While no one outside a tiny circle in Beijing knows for sure, I'd bet Mr Zhou is primarily responsible for the Aug 11 devaluation that sent shock waves across the globe. But Mr Zhou has been holding his fire since then, even as PBOC staff, including research head Lu Lei, call for greater policy coordination with government officials. The PBOC has offered only a modest 25-basis-point cut in the one-year lending rate to 4.6 per cent.
Part of the reason may be that Mr Zhou wants to avoid appearing panicky. But, as deflation pressures mount, he also wants to ensure that all hands from the Chinese central government are on deck.
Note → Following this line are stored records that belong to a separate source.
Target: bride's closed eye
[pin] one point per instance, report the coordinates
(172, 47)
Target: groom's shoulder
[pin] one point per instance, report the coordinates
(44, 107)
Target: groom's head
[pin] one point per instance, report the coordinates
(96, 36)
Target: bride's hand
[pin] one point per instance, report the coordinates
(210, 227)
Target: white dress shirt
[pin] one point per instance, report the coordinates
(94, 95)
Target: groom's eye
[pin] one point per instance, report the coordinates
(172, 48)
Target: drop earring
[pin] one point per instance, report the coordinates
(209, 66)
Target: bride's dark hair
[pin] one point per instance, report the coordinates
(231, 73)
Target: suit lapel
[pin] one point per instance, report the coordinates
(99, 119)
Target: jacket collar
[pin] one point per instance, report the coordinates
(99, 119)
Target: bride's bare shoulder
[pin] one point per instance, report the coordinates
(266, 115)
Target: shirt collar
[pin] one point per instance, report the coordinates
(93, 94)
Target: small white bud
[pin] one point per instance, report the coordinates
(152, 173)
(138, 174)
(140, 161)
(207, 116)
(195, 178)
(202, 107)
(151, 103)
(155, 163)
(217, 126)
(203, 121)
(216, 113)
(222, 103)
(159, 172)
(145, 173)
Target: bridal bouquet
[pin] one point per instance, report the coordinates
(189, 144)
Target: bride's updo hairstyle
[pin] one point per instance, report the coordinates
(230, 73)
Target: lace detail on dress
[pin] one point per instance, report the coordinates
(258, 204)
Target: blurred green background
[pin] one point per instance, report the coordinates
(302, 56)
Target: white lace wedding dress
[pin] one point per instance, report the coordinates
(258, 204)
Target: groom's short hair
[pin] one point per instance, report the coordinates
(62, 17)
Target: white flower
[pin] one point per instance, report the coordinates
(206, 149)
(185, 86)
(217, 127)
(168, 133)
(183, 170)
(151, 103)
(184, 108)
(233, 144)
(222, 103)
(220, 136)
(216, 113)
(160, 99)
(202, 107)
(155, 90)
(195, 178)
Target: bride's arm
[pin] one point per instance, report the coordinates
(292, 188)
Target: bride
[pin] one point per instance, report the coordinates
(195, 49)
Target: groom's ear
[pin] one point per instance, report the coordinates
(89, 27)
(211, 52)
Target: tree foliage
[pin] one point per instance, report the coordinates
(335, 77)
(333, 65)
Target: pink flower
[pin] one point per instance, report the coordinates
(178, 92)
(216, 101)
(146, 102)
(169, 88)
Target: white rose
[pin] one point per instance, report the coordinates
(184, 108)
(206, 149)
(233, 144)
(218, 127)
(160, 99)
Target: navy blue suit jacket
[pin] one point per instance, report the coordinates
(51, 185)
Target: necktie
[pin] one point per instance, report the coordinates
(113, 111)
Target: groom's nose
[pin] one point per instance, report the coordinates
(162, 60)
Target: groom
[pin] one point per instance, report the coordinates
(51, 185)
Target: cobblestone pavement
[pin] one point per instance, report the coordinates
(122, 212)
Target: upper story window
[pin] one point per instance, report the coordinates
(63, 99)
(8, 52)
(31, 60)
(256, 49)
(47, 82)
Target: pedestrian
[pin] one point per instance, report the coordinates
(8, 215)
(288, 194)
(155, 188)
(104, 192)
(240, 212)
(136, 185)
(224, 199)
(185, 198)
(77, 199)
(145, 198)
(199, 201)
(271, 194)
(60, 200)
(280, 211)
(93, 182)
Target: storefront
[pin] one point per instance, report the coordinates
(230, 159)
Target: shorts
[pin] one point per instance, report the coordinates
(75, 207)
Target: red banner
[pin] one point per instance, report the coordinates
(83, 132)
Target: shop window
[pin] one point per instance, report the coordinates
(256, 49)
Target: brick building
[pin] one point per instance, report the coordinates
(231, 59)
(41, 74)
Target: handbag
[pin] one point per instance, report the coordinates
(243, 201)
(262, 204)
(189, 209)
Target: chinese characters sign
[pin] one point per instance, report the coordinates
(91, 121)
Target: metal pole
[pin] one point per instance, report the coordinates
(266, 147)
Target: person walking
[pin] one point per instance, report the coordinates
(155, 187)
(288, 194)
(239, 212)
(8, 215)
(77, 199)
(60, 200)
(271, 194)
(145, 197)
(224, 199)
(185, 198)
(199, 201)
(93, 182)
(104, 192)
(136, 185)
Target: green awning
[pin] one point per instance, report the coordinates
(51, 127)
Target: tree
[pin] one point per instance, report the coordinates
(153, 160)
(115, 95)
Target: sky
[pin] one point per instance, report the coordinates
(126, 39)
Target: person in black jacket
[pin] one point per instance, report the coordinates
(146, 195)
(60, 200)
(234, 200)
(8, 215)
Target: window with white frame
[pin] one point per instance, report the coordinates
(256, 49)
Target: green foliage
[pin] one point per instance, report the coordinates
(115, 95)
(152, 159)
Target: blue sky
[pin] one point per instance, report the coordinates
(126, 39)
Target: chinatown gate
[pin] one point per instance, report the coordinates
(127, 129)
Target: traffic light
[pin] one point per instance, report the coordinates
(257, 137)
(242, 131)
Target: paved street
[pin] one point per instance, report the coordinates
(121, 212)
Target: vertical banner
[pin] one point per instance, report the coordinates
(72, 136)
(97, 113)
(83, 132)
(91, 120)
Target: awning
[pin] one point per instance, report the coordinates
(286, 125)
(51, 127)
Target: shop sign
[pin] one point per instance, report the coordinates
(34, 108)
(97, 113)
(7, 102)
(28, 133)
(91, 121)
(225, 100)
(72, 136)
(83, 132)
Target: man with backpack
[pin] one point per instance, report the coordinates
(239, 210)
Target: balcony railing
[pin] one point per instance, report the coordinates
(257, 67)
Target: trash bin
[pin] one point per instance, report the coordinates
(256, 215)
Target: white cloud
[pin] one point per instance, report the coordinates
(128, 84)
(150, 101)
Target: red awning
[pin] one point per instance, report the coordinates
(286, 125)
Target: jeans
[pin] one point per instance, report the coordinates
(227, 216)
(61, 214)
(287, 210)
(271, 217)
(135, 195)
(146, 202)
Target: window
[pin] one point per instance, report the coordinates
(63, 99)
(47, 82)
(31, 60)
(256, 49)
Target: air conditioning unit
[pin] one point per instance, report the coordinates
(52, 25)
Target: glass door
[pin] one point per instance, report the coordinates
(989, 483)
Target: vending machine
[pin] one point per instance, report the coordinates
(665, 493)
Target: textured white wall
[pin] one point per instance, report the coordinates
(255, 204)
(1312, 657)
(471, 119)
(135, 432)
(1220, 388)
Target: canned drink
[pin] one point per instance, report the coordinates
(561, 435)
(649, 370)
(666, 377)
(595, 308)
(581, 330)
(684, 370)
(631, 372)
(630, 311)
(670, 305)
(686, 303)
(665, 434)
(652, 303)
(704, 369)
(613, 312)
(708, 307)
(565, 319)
Rather than exacerbate China's property and asset bubbles, Mr Zhou is aiming to reassure markets that Beijing is working to rebalance the economy in the longer run.
"The PBOC would seem to agree, taking a leaf out of the European Central Bank playbook by putting pressure on the government to match its monetary easing with fiscal measures," says Mr Simon Grose-Hodge, head of investment advisory for the LGT Group.
Some fear a bad outcome is inevitable. "The risk that our downside scenario materialises - that China's economy will suffer a hard landing - appears to have increased appreciably and is now close to being our baseline assumption," says Ms Clare Howarth of Oxford Economics. "This would mean average GDP growth closer to 4 per cent over the next five years, rather than our baseline forecast of 5.8 per cent." (China's target is 7 per cent).
If so, Mr Zhou's go-slow approach will be remembered harshly. But he seems content to take inspiration from monetary policymakers who avoided pressure to cut rates and spoke truth to power.
Mr Zhou is channelling not just his mentor, Mr Zhu, but also the West's monetary mavericks. Those include European Central Bank chief Mario Draghi and Paul Volcker, whose fierce independence during his stint running the Federal Reserve from 1979 to 1987 is among the proudest chapters of modern central banking.
Mr Xi is facing pressure from the country's economic elites to put off further reforms, and Mr Zhou is among the few people in China who has the gravitas to play the role of honest broker. It's comforting to see that he feels up to the challenge.